Effective February 8, 2010, NCM LLC entered into a novation agreement with Lehman Brothers Special Financing Inc. (Lehman) and Barclays Bank PLC (Barclays) whereby Lehman transferred to Barclays all the rights, liabilities, duties and obligations of NCM LLCs interest rate swap agreement with Lehman with identical terms. NCM LLC accepted Barclays as its sole counterparty with respect to the new agreement. The term runs until February 13, 2015, subject to earlier termination upon the occurrence of certain specified events. Subject to the terms of the new agreement, NCM LLC or Barclays will make payments at specified intervals based on the variance between LIBOR and a fixed rate of 4.984% on a notional amount of $137,500,000. NCM LLC effectively pays a rate of 6.734% on this notional amount inclusive of the 1.75% margin currently required by NCM LLCs credit agreement. The agreement with Barclays is secured by the assets of NCM LLC on a pari passu basis with the credit agreement (as defined in Note 6) and the other interest rates swaps that were entered into by NCM LLC. In consideration of Lehman entering into the transfer, NCM LLC agreed to pay to Lehman the full amount of interest rate swap payments withheld aggregating $7.0 million and an immaterial amount of default interest.

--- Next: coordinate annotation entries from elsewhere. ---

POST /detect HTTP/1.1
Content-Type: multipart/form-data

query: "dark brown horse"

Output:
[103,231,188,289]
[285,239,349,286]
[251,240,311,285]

The Company expects to redesignate the Barclays interest rate swap agreement as a cash flow hedge.
Effective February 3, 2010, LCPI entered into an assignment and assumption agreement with Barclays whereby LCPI transferred to Barclays the remaining unfunded revolving credit commitment of $6.0 million.